In addition to didactic seminars,
attendance is required for Psychiatry Grand Rounds, the Goodwin
Psychopharmacology Conference, the Psychotherapy Case Conferences,
and other special conferences as scheduled. Attendance at
the weekly Epilepsy Conference and Sleep Disorders Medicine
Conference is required for assigned residents.
Assessment of Clinical Competencies
The systematic assessment of clinical
competencies is a nationally-mandated initiative that is being
implemented through each residency year. The primary new method
of assessment that is introduced during the PGY-III year is
the use of psychotherapy portfolios to assessment competencies
in brief psychotherapies and long-term psychodynamic psychotherapy.
With a psychotherapy portfolio, a resident prepares illustrative
vignettes from a psychotherapy and accompanying explanatory
text that show how he or she has implemented a particular
skill. This assessment method is utilized in long-term psychodynamic
psychotherapy with the resident case conferences scheduled
in the last half of the academic year. It is also used for
future-focused psychotherapy and for clinical work associated
with the "Conducting Psychotherapy with Spiritually, Religiously,
or Ideologically-Committed People." Portfolio examples from
residents work during the 2003-2004 year can be examined
to illustrate their use last year. Each residents psychotherapy
portfolios are entered as a part of his or her residency file
as documentation of competency in the psychotherapies.

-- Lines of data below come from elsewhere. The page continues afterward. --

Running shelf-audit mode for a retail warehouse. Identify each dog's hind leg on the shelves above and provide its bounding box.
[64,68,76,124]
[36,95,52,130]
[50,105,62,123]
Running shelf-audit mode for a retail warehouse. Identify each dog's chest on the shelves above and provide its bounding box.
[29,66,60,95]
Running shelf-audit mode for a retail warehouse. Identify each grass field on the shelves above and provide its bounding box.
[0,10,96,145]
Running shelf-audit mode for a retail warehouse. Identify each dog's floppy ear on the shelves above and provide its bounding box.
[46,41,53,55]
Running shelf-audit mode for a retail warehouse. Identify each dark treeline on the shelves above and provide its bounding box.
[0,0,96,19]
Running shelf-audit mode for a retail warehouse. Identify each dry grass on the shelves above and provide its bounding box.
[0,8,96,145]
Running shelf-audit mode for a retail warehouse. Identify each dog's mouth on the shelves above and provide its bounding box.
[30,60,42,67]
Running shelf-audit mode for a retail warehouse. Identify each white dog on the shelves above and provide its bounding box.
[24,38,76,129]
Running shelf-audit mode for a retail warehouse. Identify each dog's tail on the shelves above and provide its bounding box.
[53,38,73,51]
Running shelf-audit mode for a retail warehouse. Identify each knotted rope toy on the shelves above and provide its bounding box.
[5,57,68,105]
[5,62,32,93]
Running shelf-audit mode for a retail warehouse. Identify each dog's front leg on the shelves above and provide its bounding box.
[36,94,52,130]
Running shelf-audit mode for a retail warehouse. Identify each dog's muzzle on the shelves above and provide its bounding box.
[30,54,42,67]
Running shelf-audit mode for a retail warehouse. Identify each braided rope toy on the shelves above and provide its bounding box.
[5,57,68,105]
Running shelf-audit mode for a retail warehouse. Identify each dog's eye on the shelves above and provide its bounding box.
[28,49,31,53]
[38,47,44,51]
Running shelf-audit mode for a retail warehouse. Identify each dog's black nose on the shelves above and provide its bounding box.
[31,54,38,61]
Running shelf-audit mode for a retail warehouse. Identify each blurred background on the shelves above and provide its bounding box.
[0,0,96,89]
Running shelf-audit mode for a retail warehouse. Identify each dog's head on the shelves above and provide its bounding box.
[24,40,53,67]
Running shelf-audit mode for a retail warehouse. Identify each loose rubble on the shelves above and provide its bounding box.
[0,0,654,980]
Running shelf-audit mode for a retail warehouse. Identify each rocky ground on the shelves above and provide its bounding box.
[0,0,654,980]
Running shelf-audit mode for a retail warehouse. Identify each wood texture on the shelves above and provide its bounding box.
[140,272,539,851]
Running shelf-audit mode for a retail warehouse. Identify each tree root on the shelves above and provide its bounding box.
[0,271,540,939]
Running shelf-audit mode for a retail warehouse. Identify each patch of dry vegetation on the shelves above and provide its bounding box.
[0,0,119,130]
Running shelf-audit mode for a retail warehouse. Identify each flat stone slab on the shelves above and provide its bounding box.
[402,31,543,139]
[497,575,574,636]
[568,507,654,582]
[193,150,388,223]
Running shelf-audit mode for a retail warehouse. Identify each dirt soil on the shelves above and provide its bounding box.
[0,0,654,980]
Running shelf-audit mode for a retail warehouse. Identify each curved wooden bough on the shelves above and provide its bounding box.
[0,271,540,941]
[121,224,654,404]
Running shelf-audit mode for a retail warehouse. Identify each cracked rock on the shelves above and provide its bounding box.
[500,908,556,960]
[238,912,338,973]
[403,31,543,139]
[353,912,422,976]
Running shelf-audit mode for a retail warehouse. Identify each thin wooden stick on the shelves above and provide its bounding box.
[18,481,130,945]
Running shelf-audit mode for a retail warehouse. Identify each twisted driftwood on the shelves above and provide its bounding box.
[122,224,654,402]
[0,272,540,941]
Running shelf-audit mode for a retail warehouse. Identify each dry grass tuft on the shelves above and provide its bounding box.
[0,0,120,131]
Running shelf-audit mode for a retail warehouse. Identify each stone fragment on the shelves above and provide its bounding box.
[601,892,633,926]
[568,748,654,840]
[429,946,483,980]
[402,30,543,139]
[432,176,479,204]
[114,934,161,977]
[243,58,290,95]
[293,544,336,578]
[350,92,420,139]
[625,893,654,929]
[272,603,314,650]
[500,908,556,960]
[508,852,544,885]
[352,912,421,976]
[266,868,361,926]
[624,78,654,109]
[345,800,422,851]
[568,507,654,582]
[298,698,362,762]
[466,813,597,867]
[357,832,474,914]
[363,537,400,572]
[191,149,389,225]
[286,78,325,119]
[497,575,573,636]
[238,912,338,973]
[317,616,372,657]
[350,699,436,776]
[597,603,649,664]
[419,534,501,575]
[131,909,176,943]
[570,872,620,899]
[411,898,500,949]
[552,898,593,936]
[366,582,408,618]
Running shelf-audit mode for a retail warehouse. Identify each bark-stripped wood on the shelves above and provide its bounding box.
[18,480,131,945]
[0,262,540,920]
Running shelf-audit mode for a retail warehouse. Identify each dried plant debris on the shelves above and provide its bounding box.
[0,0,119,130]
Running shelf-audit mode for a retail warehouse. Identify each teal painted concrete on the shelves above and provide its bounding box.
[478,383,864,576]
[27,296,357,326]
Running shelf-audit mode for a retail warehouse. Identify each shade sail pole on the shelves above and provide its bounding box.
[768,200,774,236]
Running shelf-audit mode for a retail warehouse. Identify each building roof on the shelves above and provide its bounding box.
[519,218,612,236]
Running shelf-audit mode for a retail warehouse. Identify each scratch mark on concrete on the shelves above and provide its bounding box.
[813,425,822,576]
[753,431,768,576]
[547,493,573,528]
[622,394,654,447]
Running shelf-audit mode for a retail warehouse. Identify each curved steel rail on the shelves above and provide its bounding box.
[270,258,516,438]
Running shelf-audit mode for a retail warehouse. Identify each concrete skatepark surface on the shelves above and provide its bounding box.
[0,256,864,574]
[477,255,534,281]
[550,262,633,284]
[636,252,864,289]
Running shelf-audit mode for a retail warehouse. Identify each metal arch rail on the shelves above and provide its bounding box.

Cognitive knowledge is assessed with
the annual PRITE examination for each of the PGY-II through
PGY-IV classes. It is expected that GWU residents score in
the upper 50th percentiles on global scores for
both psychiatry and neurology, compared to residents nationally
in comparable years of training. In addition, specific seminars
will assess residents cognitive knowledge through end-of-seminar
examinations. Remedial work may be required when assessments
of residents cognitive knowledge fall short of expected
standards.
Each clinical supervisor completes
an evaluation every six months, assessing the development
of clinical competency for that clinical activity. Over the
course of the PGY-III year, residents are expected to complete
two Mock Board examinations, in which skills are examined
for diagnostic interviewing, biopsychosocial formulation,
differential diagnosis, and treatment planning. Mock Board
examinations are modeled after the Part II American Board
of Psychiatry and Neurology oral examination.
During the second semester, the Chairman,
Residency Director, Associate Residency Director, and Chief
Resident meet to draw together all available feedback regarding
residents performances. This administrative group then
provides specific feedback to each resident regarding both
strengths in his or her performance, as well as guidance for
needed improvements.
Finally, each resident should meet
with Dr. Griffith at least every six months to review evaluations,
to discuss how the academic year is proceeding, and to discuss
longer term issues of professional development.
Medical Student Teaching
PGY-III residents teach and supervise
medical students during their M-3 consultation-liaison psychiatry
clerkships. They teach basic principles for conducting consultations,
including biopsychosocial formulation, psychiatric diagnosis,
and making recommendations. Students are instructed how to
write an appropriate consultation. Students are observed and
critiqued in their performance of bedside interviews and mental
status examinations, including the cognitive mental status
examination. Specific learning objectives for students include
assessment for risk of suicide or violence, assessment of
medical decision-making capacity, evaluation of depression
in a medically ill patient, and the diagnosis of delirium.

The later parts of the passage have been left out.